To achieve this, we trained our neural network on a vast database of over 1 billion human games. By studying this huge corpus of human decisions, our AI developed a deep understanding of human chess patterns.

It knows what types of moves players at different ratings tend to look for, what strategic ideas they favor, and what oversights they're prone to making. With this knowledge, Noctie can accurately reproduce human-style play from beginner to grandmaster level.
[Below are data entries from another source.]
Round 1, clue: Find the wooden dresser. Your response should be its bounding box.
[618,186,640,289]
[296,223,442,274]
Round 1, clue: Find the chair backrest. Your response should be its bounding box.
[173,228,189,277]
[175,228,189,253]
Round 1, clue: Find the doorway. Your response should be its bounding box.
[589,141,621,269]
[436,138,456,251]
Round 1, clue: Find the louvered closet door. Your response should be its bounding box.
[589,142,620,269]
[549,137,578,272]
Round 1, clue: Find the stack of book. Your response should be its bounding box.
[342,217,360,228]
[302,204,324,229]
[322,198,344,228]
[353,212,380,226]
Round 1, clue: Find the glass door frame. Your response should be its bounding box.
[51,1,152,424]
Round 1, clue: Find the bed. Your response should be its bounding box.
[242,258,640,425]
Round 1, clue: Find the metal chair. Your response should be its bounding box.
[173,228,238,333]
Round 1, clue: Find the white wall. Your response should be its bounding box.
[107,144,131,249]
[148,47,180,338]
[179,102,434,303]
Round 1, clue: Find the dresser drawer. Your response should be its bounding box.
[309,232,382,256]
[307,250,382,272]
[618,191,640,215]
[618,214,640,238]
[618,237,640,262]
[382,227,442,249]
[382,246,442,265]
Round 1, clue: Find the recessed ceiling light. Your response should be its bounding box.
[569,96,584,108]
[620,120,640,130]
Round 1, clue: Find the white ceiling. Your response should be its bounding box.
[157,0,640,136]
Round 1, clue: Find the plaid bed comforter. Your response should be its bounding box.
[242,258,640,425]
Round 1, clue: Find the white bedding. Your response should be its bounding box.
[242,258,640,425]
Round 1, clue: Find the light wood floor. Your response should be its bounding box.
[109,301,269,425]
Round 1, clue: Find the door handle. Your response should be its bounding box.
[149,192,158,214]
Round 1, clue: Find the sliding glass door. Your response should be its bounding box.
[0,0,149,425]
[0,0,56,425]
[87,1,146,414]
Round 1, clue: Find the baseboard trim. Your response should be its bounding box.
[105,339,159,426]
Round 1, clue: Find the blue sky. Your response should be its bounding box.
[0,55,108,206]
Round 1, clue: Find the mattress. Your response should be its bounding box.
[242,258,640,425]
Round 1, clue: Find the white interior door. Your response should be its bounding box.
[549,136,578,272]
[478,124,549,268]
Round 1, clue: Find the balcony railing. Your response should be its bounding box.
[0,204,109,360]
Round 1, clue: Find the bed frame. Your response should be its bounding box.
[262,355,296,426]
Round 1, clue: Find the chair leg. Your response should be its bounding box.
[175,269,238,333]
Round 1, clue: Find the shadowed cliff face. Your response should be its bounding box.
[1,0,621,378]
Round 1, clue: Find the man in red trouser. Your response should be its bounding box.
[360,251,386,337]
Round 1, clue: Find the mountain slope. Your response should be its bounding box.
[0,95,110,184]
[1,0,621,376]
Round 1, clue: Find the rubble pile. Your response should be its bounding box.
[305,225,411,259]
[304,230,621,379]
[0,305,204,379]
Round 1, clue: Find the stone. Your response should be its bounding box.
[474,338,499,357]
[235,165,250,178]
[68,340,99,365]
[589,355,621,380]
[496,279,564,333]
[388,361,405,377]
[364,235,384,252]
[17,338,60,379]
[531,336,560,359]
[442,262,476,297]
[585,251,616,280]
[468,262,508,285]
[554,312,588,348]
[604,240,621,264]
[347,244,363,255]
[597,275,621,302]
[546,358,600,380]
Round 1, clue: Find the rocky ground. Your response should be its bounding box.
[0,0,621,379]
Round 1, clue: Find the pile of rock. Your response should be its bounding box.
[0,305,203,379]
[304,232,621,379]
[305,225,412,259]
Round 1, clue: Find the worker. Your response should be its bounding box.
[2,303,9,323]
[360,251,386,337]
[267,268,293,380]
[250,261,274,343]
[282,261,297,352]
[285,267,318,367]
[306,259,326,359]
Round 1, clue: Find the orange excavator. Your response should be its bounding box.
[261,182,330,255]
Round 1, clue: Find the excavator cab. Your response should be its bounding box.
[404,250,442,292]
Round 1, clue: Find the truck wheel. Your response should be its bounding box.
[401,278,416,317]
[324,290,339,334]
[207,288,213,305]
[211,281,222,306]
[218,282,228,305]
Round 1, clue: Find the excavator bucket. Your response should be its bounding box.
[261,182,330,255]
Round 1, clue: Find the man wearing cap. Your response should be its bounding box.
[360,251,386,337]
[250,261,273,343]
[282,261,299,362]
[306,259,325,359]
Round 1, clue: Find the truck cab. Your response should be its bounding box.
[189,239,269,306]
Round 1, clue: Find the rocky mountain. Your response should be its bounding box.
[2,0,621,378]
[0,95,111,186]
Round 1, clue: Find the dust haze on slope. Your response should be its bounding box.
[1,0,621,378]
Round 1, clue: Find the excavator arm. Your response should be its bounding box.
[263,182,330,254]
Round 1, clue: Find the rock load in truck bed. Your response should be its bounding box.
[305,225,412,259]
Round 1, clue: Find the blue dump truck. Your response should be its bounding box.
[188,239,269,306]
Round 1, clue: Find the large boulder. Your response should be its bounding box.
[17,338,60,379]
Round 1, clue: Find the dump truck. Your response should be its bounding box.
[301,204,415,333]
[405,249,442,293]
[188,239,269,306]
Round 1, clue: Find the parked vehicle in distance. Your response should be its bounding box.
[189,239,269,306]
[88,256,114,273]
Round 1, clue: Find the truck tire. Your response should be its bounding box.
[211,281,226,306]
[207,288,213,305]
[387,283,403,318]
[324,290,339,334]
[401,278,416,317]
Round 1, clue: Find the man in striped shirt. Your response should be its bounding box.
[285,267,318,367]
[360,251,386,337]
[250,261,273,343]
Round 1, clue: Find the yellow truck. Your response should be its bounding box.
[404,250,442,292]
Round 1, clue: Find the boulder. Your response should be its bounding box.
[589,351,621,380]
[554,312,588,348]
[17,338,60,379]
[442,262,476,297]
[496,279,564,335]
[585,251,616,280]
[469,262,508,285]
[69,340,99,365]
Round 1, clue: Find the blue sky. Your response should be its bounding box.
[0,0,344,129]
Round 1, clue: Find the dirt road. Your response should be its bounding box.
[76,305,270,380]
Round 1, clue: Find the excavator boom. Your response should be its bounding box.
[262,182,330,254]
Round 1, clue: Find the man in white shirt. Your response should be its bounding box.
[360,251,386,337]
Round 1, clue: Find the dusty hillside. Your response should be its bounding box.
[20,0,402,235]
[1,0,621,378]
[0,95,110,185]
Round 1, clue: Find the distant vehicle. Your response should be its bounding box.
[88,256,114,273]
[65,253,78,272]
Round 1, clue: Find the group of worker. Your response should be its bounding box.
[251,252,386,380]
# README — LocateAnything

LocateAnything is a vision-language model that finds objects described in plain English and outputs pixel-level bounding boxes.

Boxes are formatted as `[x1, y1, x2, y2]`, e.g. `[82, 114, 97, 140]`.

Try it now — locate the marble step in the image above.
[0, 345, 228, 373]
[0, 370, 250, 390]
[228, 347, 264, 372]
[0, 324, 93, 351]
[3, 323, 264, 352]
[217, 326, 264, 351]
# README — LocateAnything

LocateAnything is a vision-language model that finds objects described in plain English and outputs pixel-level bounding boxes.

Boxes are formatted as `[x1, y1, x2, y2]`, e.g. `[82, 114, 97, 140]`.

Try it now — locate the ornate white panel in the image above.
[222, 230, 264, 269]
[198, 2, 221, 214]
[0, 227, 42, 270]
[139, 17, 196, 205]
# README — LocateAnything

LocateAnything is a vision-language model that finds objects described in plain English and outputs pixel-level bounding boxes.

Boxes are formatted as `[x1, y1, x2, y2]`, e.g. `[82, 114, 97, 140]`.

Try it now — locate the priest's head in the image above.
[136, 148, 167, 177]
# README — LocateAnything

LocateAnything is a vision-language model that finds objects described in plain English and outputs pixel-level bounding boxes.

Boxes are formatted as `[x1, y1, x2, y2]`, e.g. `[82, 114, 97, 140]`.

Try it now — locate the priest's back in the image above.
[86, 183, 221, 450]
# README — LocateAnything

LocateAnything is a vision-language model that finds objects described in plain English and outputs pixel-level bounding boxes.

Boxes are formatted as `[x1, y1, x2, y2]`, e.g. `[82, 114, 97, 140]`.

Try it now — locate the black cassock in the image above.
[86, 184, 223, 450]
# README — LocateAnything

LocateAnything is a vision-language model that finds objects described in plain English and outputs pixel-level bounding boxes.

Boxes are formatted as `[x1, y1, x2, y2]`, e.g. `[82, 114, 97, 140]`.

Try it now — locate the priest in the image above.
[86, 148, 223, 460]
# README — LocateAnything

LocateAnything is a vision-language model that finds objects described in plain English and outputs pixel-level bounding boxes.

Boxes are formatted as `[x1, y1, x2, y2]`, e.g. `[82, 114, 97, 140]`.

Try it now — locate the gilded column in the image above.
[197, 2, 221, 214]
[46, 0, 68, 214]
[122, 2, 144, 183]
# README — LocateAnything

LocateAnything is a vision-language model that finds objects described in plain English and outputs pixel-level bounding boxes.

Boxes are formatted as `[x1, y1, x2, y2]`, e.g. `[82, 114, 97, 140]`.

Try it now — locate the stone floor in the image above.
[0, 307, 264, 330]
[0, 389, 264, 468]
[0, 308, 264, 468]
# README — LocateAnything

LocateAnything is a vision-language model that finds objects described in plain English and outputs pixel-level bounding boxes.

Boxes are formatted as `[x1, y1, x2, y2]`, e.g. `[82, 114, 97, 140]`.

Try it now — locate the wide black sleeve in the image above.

When set to a 1200 rating, it doesn't just play weaker moves - it plays the kind of moves an actual 1200 player would be attracted to. It falls for the same tricks, misses the same tactics, and struggles with the same endgames.

Conversely, when operating at GM level, it shows the refined positional judgment and calculation you'd expect from a strong human player.

Importantly, Noctie's human emulation extends beyond just move choices. It also matches the time management and general "rhythm" of human play at different levels. So you won't see it instantly playing book moves in the opening like a traditional chess engine. It takes a realistic amount of time to think in different stages of the game.

Noctie and the Future of Chess Learning

Tools like Noctie represent a new paradigm in chess AI - one centered on understanding and emulating human play at a granular level.

For learners, this opens up possibilities. Imagine having a tireless training partner that's always ready to play at your level. One that can offer insightful tips during your games, and provide bespoke puzzles based on your weaknesses.

Better yet, imagine playing games in the opening of your choice , with your opponent picking amongst the exact distribution of moves that your human opponents will!

That's the chess learning revolution that Noctie aims to kickstart. By harnessing cutting-edge AI to enhance the age-old tradition of chess improvement, we're working toward a future where every aspiring player has an ever-present coach and companion.

At Noctie, we're excited to be pioneering this approach - and we can't wait to see the new heights that chess enthusiasts everywhere will reach with it!